The flag is indicated by a particular pattern in the least significant bit (LSB) of the 16 bit signal (and, he says, in the LSB of 24 bit signals which surprises me, there being no point in HDCD for 24 bits).

HDCD is, essentially, a compander system although the company tends not to view it that way. If the flag is present, then the processor stretches the louder bits out so that they become louder, and the softer bits out as well, so they become softer. In other words, the dynamic range is extended beyond that available within the 16 bits of a CD. I hear they talk about it being equivalent to 20 bits of range.

What I don’t know is whether the HDCD flag is a continuing pattern in the digital signal (which would mean surrendering one bit of real resolution), or just a burst at a particular point at the start. With a reliable signal, the latter scheme should work fine.

Of course, with the latter scheme, kicking the HDCD system on says nothing about how accurately the subsequent bits are being conveyed, so let’s assume that the HDCD flag is ongoing.

The author thinks that because the HDCD flag is in the LSB, it is most susceptible to corruption, and therefore its working is a good indicator of signal integrity. Unfortunately this is analogue thinking. Mixing any noise (or dither) into the signal would certainly screw up the LSB HDCD flag. But in the digital world, each bit stands alone. At the risk of gross oversimplification, the receiving DAC collects 16 individual bits one after the other, and only then packages them together into the byte which is used to modulate the analogue output signal. But each of those 16 bits are as likely to be corrupt, or as unlikely, as any of the others. It is perfectly possible for the LSB to be intact, while several of the more significant bits aren’t.

The descriptions of the problems all point to digital audio data corruption. This could be timing: if the source device and the receiving device get out of sync, then either samples will be inserted or signal samples will be lost. But with S/PDIF as the carrier, this should not happen because the DAC slaves itself to a timing signal generated on the S/PDIF line by the source.

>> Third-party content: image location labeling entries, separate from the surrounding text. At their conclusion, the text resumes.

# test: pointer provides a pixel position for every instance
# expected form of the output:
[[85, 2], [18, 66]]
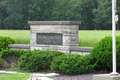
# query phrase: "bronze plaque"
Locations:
[[49, 38]]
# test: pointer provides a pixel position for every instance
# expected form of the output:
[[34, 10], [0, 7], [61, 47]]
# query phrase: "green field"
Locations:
[[21, 36], [87, 38], [14, 76]]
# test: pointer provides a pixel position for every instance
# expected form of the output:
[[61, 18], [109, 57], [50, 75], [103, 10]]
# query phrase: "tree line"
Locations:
[[93, 14]]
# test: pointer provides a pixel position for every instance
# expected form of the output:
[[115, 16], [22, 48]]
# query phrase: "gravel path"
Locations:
[[75, 77]]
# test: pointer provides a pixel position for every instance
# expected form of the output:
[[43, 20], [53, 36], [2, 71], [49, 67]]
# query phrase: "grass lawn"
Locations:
[[14, 76], [87, 38], [21, 36]]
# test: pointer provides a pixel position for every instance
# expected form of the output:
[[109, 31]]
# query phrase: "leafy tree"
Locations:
[[75, 10]]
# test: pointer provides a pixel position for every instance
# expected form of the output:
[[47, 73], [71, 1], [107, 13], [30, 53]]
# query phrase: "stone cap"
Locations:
[[54, 22], [20, 46]]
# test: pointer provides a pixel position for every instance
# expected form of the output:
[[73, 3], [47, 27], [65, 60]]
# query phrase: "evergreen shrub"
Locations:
[[37, 60], [101, 54], [1, 62], [71, 64], [4, 41]]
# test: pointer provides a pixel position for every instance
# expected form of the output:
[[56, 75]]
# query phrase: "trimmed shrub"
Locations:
[[101, 54], [1, 62], [4, 41], [71, 64], [38, 60]]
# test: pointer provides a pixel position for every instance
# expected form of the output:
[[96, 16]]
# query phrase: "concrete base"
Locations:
[[105, 77]]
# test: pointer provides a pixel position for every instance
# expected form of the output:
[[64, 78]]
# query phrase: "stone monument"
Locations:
[[54, 35]]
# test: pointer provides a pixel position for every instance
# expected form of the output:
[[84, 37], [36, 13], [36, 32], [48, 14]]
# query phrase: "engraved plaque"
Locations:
[[49, 38]]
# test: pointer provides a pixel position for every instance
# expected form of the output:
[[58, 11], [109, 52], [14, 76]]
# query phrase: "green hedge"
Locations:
[[72, 64], [102, 54], [4, 41], [38, 60]]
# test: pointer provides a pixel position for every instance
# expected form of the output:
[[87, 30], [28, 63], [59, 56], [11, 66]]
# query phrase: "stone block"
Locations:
[[34, 26], [45, 27], [33, 36], [105, 77], [32, 41], [86, 53]]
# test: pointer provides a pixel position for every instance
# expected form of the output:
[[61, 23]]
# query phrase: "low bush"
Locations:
[[38, 60], [4, 41], [1, 62], [71, 64], [101, 54]]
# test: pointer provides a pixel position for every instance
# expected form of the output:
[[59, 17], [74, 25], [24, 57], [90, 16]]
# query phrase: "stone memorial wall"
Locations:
[[54, 35]]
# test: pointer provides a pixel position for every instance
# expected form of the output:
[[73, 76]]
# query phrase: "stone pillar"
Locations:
[[54, 35]]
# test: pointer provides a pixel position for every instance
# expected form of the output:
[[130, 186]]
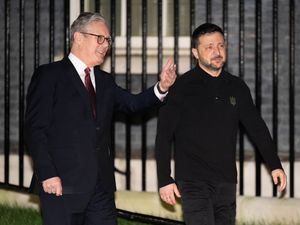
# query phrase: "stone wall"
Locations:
[[200, 17]]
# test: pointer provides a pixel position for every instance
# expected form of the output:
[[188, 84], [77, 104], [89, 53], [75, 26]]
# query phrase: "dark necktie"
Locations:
[[89, 86]]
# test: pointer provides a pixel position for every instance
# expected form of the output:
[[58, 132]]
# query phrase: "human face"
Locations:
[[211, 53], [89, 50]]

So I’d say the clicks indicate bytes corrupted by an incorrect bit (or bits). For them to be obvious, the bits would be in the more significant portion of the byte. (Corruption of less significant bits will be happening at the same rate, but less noticeably.)  Incidentally, a click doesn’t require much corruption at all. Open an audio file in a digital audio editor, and move one sample by, say, 25% of the full scale either up on down. Just one sample. Play it. There will be a clear click at that point.

So what’s a good way of checking whether the output of a digital audio device is bit perfect? One way would be to use a second computer with a digital audio input to record its output. Compare the original file with the newly recorded one. If they are perfect matches you know the output of the device is bit perfect.

But that presupposes that this recording computer’s sound card is bit perfect in recording. You can check this by playing a CD from the digital audio output of a CD player or DVD player into the input, recording a section. Then rip the CD and compare.

I have done this myself in the past.